Notre interlocuteur est professeur à l’université Alassane Ouattara de Bouaké. Il est titulaire d’un doctorat de didactique, des langues et cultures, obtenu en Grande Bretagne, directeur pédagogique du département d’anglais pendant neuf ans. Il a été secrétaire général adjoint du Syndicat national de la recherche et de l'enseignement supérieur (SYNARES) section Bouaké, pendant 14 ans. Il est président de l’association des ressortissants du département de Lakota à Bouaké.
AIP : Qui a eu l’initiative de la création de cette coordination ?

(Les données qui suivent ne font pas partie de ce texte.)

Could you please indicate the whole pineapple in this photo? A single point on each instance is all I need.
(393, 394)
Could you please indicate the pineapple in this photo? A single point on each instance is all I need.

Prof Dahigo A. : L’initiative de la création d’une coordination des mutuelles de développement du canton Dieko vient des anciens cadres du canton, notamment Dapri Nanigbo, ancien chef du personnel de Filtisac, Kobisson Noël, ancien Directeur technique de la CNPS, et d’autres anciens comme Bédi Holly. Ces anciens nous ont fait appel, nous les présidents de mutuelles de nos villages, pour nous proposer de mutualiser nos forces.
Il faut noter que le canton Dieko a de nombreux cadres, dont le général Babli de la police, le Directeur régional du tourisme de Korhogo, le commissaire de police, Waccouboué, l’ambassadeur Marc Ziguéhi, le gouverneur (préfet) Wassolou, le gouverneur (préfet) Iké.
AIP : Qu’est-ce qui a suscité au niveau des cadres l’idée de mutualiser les mutuelles de développement du canton Dieko dans une coordination ?
Prof Dahigo A. : Nous sommes partis du constat que nous avons les mêmes problèmes qui posaient la nécessité d’une solidarité. La route qui relie les villages du canton décrit un ‘’U’’, et nous avons le même problème de route, quand un pont est gâté à un endroit, nous passons tous à un autre endroit. Le canton Dieko est le canton le plus enclavé. Il est le seul qui n’est pas électrifié. Nous menons donc tous le combat de l’électrification de nos villages. Il n’y a pas un seul de ces villages qui peut dire qu’il a amorcé son développement.
AIP : Pas d’électricité. Et pas d’eau ?
Prof Dahigo A. : Mêmes les pompes villageoises manquent dans de nombreux villages du canton. Et, nous avons les mêmes problèmes de scolarisation des enfants. Aucun de nos jeunes n’a profité des passerelles, créées par l’Etat, pour aller dans des centres de formation professionnelle. Dans les villages il n’y a pas non plus d’associations de femmes pour permettre à nos sœurs d’avoir accès au fonds FAFCI. Voici le constat, le même pour tous nos 18 villages. A cela, il faut ajouter que les cadres ont délaissé leurs villages, et très peu viennent chez eux. Ils n’ont pas construit de maison chez eux.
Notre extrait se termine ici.